Curious onlookers kept a steady flow of vehicles driving past the new Publix Food & Pharmacy prior to its opening on October 14.

With its multi-million dollar expansion over the past year, Cullman Shopping Center has added several new retail slots — and now they’ve officially managed to fill them all.

With the recent grand opening of Publix and Dick’s Sporting Goods, developers note Cullman Shopping Center’s redevelopment has achieved a major landmark. The center, reopening with more than 400,000 square feet of retail, is now 100 percent leased.

The upcoming Ulta Cosmetics is tentatively set to open around Thanksgiving, while a JK Taylor clothing store is also in the works in a corner retail slot. The new anchor stores Publix, Dick’s Sporting Goods, Ulta Cosmetics, Petsmart and Ross Dress for Less will join existing shops Books A Million and Belk as key components of the project.

With just a few weeks to gauge traffic data, developer Bill Leitner said the new stores are performing well above projections.

“Our market reaction to Publix and Dick's grand opening has greatly exceeded our expectations,” he said in a prepared statement. “We look forward to opening the remaining anchors over the next few months.”

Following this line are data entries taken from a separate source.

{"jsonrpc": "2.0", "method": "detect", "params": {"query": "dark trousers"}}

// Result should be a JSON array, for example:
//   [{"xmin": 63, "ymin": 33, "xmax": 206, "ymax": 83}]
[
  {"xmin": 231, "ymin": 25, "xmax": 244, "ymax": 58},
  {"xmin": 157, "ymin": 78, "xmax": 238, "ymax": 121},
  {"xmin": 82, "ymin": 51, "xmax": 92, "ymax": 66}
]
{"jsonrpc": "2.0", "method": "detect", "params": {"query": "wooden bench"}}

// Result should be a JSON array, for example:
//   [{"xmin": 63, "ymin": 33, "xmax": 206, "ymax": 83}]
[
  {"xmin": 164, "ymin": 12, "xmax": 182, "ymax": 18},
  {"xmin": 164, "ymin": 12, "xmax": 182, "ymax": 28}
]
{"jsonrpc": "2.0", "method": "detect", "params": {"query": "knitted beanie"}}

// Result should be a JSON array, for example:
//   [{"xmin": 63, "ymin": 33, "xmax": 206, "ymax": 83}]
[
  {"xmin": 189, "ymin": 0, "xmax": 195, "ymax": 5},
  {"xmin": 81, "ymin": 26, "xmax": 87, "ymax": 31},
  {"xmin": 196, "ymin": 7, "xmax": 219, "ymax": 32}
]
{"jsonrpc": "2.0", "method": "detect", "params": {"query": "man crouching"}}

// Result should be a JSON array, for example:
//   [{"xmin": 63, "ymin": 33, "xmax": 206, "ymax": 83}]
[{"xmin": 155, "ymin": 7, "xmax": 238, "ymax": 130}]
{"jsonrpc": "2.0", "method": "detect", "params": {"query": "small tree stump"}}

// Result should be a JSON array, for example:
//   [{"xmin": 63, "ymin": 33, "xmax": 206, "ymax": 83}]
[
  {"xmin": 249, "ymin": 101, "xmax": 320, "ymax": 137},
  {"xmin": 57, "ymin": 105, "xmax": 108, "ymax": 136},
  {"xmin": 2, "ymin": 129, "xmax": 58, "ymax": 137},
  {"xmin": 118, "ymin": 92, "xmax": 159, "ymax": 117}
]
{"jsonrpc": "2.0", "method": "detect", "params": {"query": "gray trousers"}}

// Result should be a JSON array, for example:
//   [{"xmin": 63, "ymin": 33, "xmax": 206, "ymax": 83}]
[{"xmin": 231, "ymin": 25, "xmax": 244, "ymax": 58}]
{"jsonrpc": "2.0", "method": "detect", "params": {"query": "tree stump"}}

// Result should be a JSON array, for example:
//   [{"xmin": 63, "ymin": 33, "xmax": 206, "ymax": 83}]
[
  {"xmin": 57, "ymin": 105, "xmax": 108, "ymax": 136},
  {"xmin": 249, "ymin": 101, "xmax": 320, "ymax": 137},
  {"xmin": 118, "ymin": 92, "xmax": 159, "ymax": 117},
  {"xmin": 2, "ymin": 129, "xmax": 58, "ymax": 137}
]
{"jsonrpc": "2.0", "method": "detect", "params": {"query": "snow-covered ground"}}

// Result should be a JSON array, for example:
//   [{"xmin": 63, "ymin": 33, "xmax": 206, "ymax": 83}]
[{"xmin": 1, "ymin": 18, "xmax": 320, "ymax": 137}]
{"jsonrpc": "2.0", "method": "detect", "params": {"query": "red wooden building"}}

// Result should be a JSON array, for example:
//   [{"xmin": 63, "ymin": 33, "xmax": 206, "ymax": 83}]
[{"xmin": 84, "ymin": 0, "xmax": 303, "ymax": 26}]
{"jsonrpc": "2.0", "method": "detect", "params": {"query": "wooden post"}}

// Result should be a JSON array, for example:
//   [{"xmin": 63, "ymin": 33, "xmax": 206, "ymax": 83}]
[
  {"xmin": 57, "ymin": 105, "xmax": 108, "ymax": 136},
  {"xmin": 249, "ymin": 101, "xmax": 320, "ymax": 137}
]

Architecturally, a new façade, tower features, and curated landscape and hardscape package was part of the makeover. In addition, the existing center expanded by approximately 120,000 square feet.

In addition to representing a major reinvestment in the north Cullman property, the Cullman Shopping Center project also marks the city’s first-ever foray into a retail tax-sharing agreement as part of the recruitment incentive package.

The city council agreed to a tax-sharing agreement with Merchants Retail Partners (MRP) in 2013 worth up-to $6 million. Under the deal, businesses in the development will still pay sales tax, though the city will pay back some of those funds for a set period of time. The deal only affects city sales tax (1.75 percent) and does not include education taxes.

Current estimates show those amounts would total approximately $276,000 paid back via a portion of existing sales tax the first three years, with as much as $800,000 produced (and split) in the subsequent seven years from new development. The city also approved $1.8 million in infrastructure upgrades for the project in 2014.